CI Guyana will conduct biodiversity and socio-economic research, share information and cultivate relationships with partner organizations. Under the agreement, the Government agrees to involve CI in the development and review of policies, programs, and projects for conservation of biological diversity, in particular, national plans for the establishment of a Protected Areas System.

Signing the MOU at the Office of the President Wednesday were Head of the Presidential Secretariat, Dr. Roger Luncheon and Executive Director of CI-Guyana, retired Major General Joe Singh. Luncheon said the agreement with CI-Guyana is one of two MOUs that will be executed with international Non Governmental Organizations (NGOs). The other, he said, will be the World Wildlife Fund as soon as arrangements are put in place.

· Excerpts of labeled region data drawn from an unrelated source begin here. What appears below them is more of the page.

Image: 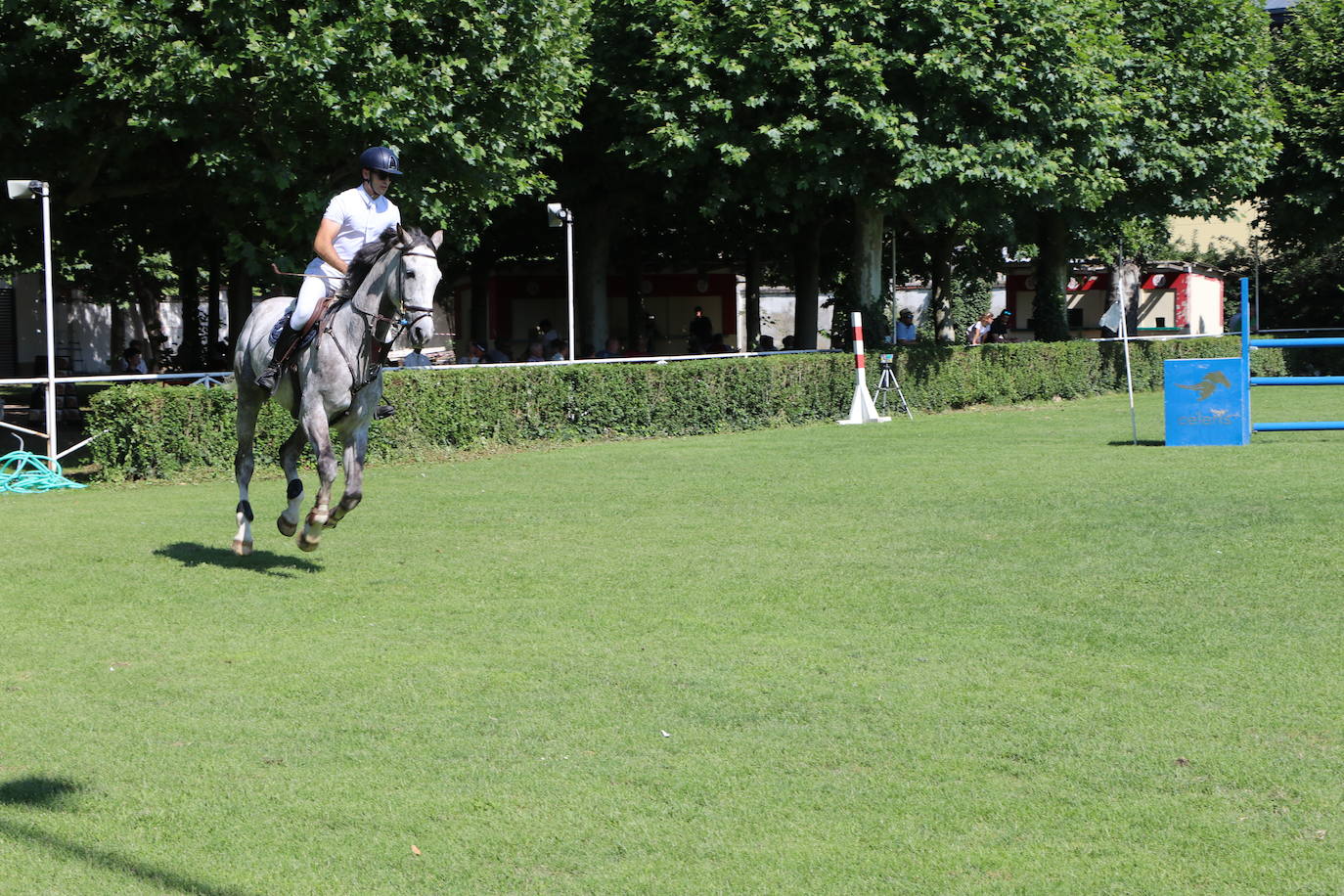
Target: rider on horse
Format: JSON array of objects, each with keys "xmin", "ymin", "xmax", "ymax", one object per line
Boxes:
[{"xmin": 256, "ymin": 147, "xmax": 402, "ymax": 391}]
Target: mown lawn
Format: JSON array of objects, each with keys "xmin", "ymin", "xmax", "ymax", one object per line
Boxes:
[{"xmin": 0, "ymin": 389, "xmax": 1344, "ymax": 896}]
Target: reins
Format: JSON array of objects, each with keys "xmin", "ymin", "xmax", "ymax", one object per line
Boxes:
[{"xmin": 323, "ymin": 244, "xmax": 438, "ymax": 396}]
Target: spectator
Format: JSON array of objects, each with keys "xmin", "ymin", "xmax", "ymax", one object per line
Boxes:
[
  {"xmin": 896, "ymin": 307, "xmax": 916, "ymax": 345},
  {"xmin": 989, "ymin": 309, "xmax": 1012, "ymax": 342},
  {"xmin": 117, "ymin": 339, "xmax": 150, "ymax": 374},
  {"xmin": 966, "ymin": 312, "xmax": 995, "ymax": 345},
  {"xmin": 686, "ymin": 305, "xmax": 714, "ymax": 355},
  {"xmin": 624, "ymin": 334, "xmax": 650, "ymax": 357}
]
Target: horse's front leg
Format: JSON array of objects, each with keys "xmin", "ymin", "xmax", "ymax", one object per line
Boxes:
[
  {"xmin": 276, "ymin": 426, "xmax": 308, "ymax": 539},
  {"xmin": 327, "ymin": 426, "xmax": 368, "ymax": 529},
  {"xmin": 298, "ymin": 400, "xmax": 336, "ymax": 551},
  {"xmin": 234, "ymin": 388, "xmax": 266, "ymax": 558}
]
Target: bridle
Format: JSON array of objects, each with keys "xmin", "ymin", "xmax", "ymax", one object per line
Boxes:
[
  {"xmin": 374, "ymin": 244, "xmax": 438, "ymax": 341},
  {"xmin": 327, "ymin": 244, "xmax": 438, "ymax": 395}
]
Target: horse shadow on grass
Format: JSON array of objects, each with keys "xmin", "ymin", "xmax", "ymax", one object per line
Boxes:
[
  {"xmin": 0, "ymin": 777, "xmax": 256, "ymax": 896},
  {"xmin": 155, "ymin": 541, "xmax": 323, "ymax": 579}
]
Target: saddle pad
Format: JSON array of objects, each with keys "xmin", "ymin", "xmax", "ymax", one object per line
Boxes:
[{"xmin": 270, "ymin": 298, "xmax": 317, "ymax": 349}]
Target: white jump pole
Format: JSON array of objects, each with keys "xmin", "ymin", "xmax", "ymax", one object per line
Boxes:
[{"xmin": 836, "ymin": 312, "xmax": 891, "ymax": 425}]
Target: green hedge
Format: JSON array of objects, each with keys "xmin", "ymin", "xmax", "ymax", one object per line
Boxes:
[{"xmin": 89, "ymin": 337, "xmax": 1286, "ymax": 478}]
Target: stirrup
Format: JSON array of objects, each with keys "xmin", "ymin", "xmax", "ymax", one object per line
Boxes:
[{"xmin": 256, "ymin": 361, "xmax": 280, "ymax": 392}]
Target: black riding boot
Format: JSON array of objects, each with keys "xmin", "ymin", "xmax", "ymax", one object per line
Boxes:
[{"xmin": 256, "ymin": 324, "xmax": 301, "ymax": 392}]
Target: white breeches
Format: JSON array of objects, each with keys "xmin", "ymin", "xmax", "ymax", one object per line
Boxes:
[{"xmin": 289, "ymin": 258, "xmax": 342, "ymax": 331}]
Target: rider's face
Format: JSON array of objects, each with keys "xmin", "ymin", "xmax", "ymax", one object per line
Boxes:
[{"xmin": 364, "ymin": 168, "xmax": 392, "ymax": 197}]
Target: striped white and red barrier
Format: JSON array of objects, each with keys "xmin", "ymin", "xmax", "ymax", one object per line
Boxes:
[{"xmin": 836, "ymin": 312, "xmax": 891, "ymax": 424}]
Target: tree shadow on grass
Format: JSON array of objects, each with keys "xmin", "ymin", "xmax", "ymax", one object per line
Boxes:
[
  {"xmin": 155, "ymin": 541, "xmax": 321, "ymax": 579},
  {"xmin": 0, "ymin": 777, "xmax": 256, "ymax": 896},
  {"xmin": 0, "ymin": 778, "xmax": 79, "ymax": 809}
]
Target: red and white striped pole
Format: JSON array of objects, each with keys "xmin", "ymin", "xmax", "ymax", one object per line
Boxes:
[{"xmin": 836, "ymin": 312, "xmax": 891, "ymax": 424}]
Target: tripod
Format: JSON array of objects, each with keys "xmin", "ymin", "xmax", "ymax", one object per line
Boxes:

According to Luncheon, both MOUs reflect the determination of the administration and these bodies to combine efforts to work together to address in the broadest possible detail, the environmental issues of biodiversity and protecting the natural environment. He noted that the Environmental Protection Agency (EPA) has assumed a lead role in many of these endeavors. He also pointed out that the Office of the President was moving to provide new leadership in the environmental sector.

Singh noted that CI has a global outreach program, encompassing nearly 30 countries including Guyana. "Our programs throughout the world are aimed at working with governments on issues of conservation, biodiversity resources, of addressing socio-economic issues, particularly those which relate to communities in direct contact with the protected areas," he said after the signing.

"We are very pleased to have this MOU because our work encompasses scientific research, collaborative arrangements, building alliances and this memorandum gives us the opportunity to tie up additional agreements with local state agencies, other NGOs operating in Guyana and also working with regional and international agencies who have the same philosophy of conservation of our biological resources and human development," he added.

In 1999, CI-Guyana was appointed by the EPA to be the lead agency in the process of establishing a proposed protected area in the vicinity of the Kanuku Mountains in southern Guyana. Apart from the Kanuku project, CI-Guyana has been awarded a State Forest Exploratory Permit, the primary stage of a Timber Sales Agreement (TSA) for a total of 200,000 acres of pristine tropical rainforest in Guyana's southern region.

CI hopes to be awarded a TSA through which the organization will use the area as a Conservation Concession, for the purpose of conserving forest ecosystems. CI's global mission is to conserve the earth's living heritage, global biodiversity and to demonstrate that human societies are able to live harmoniously with nature.